Barrington-based research firm Balvor LLC believes e-cigarette dollar sales were up more than 25 percent year over year when equalizing chainwide data to an "average per store week." The report is based on item-level sales data from 14 convenience store retailers of varying sizes and from different U.S. regions during a four-week period ended Dec. 28.
“Retailers face challenges when interpreting market-level sales trends relative to electronic nicotine devices (END) today,” said David Bishop, managing partner of Balvor. "The BRC utilizes average per store week, a common retail metric, to analyze the business and develop benchmarks. Doing so helps retailers get a more accurate view of how the business is trending as it minimizes the sample bias toward larger store operators and adjusts for changes in the store base that can distort growth rates.”
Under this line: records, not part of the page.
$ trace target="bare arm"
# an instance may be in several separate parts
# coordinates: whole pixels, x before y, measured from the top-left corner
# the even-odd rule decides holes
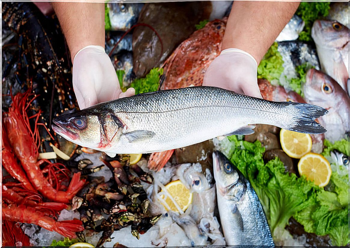
[[[63,30],[72,62],[75,55],[90,45],[105,47],[104,4],[51,3]]]
[[[252,55],[258,64],[300,3],[234,1],[222,50],[231,48],[243,50]]]

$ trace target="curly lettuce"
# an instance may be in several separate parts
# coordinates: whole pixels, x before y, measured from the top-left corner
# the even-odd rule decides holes
[[[295,13],[304,21],[304,29],[299,34],[299,40],[310,41],[312,40],[311,29],[316,19],[328,15],[330,8],[329,2],[304,2],[300,3]]]
[[[306,232],[329,235],[333,245],[349,242],[348,185],[345,178],[333,172],[330,183],[334,189],[327,191],[303,176],[286,172],[278,158],[264,163],[265,149],[258,141],[252,143],[235,136],[228,139],[233,150],[229,158],[256,192],[273,235],[284,229],[293,217]]]
[[[258,78],[267,79],[272,84],[278,84],[283,72],[283,59],[274,42],[264,56],[258,66]]]

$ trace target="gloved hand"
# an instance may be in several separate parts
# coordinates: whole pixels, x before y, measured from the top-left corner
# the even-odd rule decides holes
[[[210,64],[203,85],[262,98],[258,86],[257,69],[256,61],[249,54],[236,48],[225,49]]]
[[[80,109],[135,94],[133,88],[122,92],[112,62],[100,46],[88,45],[77,53],[72,74],[73,88]]]

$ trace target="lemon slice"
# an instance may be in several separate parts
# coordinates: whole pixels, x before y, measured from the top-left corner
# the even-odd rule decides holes
[[[95,247],[91,244],[82,242],[79,242],[73,244],[69,247],[69,248],[71,247],[91,247],[91,248],[95,248]]]
[[[329,162],[322,155],[309,153],[301,157],[298,163],[300,175],[319,187],[324,187],[329,182],[332,170]]]
[[[165,185],[165,188],[168,193],[171,196],[177,204],[182,211],[185,211],[192,203],[193,193],[190,191],[179,180],[171,182]],[[161,203],[167,210],[171,210],[174,212],[179,212],[179,211],[173,201],[171,198],[167,195],[162,190],[161,192],[164,193],[161,194],[160,197],[164,200],[169,208],[167,206]],[[165,195],[165,196],[164,196]]]
[[[129,154],[130,155],[130,164],[134,164],[140,161],[142,157],[142,154]]]
[[[290,157],[300,158],[311,150],[312,140],[308,134],[281,129],[280,140],[282,149]]]

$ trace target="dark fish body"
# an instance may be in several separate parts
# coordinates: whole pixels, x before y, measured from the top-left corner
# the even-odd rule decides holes
[[[306,63],[317,70],[320,69],[320,63],[314,46],[298,41],[278,43],[277,49],[282,56],[284,68],[280,77],[280,83],[286,88],[288,87],[289,79],[299,76],[296,70],[297,66]]]
[[[144,4],[141,3],[107,3],[112,30],[126,31],[135,24]]]
[[[151,69],[159,66],[181,42],[195,31],[196,24],[209,18],[211,10],[209,1],[146,3],[138,23],[149,25],[157,31],[163,49],[162,52],[160,41],[149,27],[135,28],[132,46],[136,76],[144,77]]]
[[[116,71],[122,70],[125,72],[123,75],[123,82],[128,85],[132,82],[136,78],[133,71],[132,52],[122,50],[118,54],[113,55],[111,59]]]
[[[52,128],[84,147],[114,153],[149,153],[224,135],[254,133],[255,123],[308,133],[326,131],[314,121],[317,106],[276,102],[216,87],[197,86],[120,98],[56,118]]]
[[[130,52],[132,51],[132,35],[128,34],[120,40],[124,34],[122,32],[113,31],[110,31],[107,33],[105,47],[107,54],[109,54],[111,52],[111,55],[112,56],[117,54],[123,50]],[[115,44],[120,40],[119,43],[114,48]]]
[[[213,153],[213,163],[226,245],[274,247],[262,206],[249,181],[220,152]]]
The BRC revealed some other key findings:
- Demand for systems continues to follow innovation rather rapidly. Disposables’ sales share has gone from more than 60 percent to less than 30 percent in just 18 months. Rechargeables are now the dominant system type, while refillables have captured nearly 15 percent of the sales after experiencing explosive distribution gains during the last several months.
- Category dynamics are pressuring retail growth rates. Existing products in the market for more than 12 months are reporting essentially zero price inflation; newer, lower-priced brands are growing significant share that is more than 30 percent of total END sales; and refill cartridges and e-liquids are gaining share that is also creating headwinds for top-line sales growth.
- Category analytics and insights need to go well beyond the category level. The role of flavors is showing divergent trends across the END system types, so it’s vital to understand this at the right level. Even though disposables’ share continues to decline, digging deeper into the data reveals there are latent opportunities that retailers may want to consider.
“The END category continues to evolve with innovations that better satisfy what consumers crave,” Bishop noted. “Having the ability to more quickly identify, understand and respond to changes in the marketplace is key for retail growth, which ultimately also benefits manufacturers who are truly committed to providing better product alternatives.”